Photo: Kurdistan Photo / CC BY-NC-ND 2.0

This was a speech given by Dr. Joost Jongerden during the Launch Event of The Amargi on 20th September 2025.

Introduction

Food is not the first thing that comes to mind when thinking about politics. Yet the political does not always present itself explicitly as political (Day 2022). This is certainly the case for food. While food is essential for the reproduction of biological life and an important cultural and economic artefact, various authors have shown it is political too. Single food products, such as sugar (Mintz 1985), palm oil (Csevár and Rugarli 2025) and soy (Hiraga 2025), have been shown to be inseparable from the histories of capitalism and colonialism. Their examples illustrate how food is entangled with broader systems of power, exploitation, and domination. Similarly, in the development of a food supply chain in Kurdistan, we see that food can both foster life and community, and foil it, serving as a vehicle for the deliberate destruction of political and socio-economic existence.       

Harm distribution

Some of my colleagues have long studied the politics of food and food governance. Their research examines the food supply chain—the processes of production, processing, and distribution from farm to fork. It investigates struggles over control and power in food systems: where added value is created and who captures it, how authority is established, how resources are allocated, what values guide production and consumption, and how different actors and visions contend with each other (Roep and Wiskerke 2006, Duncan and Claeys 2018, Duncan, Claeys et al. 2021).

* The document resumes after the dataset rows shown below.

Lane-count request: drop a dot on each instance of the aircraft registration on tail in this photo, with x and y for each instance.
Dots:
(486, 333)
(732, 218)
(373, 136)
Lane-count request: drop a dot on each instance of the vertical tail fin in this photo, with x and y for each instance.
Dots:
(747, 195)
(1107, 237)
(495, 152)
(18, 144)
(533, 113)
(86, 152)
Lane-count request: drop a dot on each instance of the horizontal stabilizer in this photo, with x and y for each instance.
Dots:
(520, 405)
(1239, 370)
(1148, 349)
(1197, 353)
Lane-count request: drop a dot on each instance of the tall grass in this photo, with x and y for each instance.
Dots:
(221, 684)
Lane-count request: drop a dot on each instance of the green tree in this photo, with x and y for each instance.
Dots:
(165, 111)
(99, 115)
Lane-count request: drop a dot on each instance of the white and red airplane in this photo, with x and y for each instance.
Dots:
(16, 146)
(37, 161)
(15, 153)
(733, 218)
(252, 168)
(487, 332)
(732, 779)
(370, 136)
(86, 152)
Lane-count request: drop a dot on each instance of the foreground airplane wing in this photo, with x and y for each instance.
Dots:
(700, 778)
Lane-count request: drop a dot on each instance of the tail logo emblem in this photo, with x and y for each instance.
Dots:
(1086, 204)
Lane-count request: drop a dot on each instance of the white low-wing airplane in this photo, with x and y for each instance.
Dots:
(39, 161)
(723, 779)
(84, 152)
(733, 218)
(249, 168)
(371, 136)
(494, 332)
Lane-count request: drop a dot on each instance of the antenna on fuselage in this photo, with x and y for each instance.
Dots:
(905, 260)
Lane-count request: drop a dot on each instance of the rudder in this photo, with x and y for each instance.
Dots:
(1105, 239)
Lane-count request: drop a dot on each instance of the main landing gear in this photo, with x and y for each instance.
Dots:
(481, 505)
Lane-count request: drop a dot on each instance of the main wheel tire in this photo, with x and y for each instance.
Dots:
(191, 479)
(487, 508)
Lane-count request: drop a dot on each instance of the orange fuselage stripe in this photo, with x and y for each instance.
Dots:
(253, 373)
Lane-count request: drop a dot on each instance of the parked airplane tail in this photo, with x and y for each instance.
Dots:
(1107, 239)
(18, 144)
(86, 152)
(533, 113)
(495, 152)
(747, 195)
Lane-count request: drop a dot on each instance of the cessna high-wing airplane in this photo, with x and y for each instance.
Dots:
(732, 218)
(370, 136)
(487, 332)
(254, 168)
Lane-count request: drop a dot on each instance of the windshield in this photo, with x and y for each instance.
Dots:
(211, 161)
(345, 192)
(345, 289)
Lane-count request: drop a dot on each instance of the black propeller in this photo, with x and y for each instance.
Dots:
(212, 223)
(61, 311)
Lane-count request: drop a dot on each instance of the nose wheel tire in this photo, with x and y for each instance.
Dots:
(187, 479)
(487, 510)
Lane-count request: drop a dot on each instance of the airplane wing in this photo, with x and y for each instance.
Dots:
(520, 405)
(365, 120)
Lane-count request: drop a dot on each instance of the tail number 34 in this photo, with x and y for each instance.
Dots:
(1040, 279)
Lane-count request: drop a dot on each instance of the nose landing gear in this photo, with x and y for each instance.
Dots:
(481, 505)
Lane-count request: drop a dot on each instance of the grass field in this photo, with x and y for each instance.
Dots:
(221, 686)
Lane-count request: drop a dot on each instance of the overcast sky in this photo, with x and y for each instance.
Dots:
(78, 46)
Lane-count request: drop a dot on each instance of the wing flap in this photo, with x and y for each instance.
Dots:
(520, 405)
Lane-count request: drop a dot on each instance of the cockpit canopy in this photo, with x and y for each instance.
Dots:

In this  contribution, I would like to shift the focus towards another dimension of the politics of food: how states manage, justify, and normalize the infliction of harm on populations, and do this through the food supply chain which become instrumentalized as a harm supply chain. For this, I draw on the work of the contemporary philosopher Adi Ophir, who argues that modern state societies are organized around the production and management of damage, making it a systematic—rather than accidental—feature of political life (Ophir 2005). While Foucault taught us that modern state power operates through the production of populations, for example via a politics of reproduction and demographics (Foucault 2010),  Ophir shows how the production of populations also involves the systematic allocation of harm to certain groups and places. In the context of occupation or colonialism, the distribution of harm can reaches its apex in a project of destruction (Azoulay and Ophir 2012). In Kurdistan, food and agriculture have been important vehicles for the production and distribution of harm, colonial harm. So, let’s look at this colonial harm supply chain more closely.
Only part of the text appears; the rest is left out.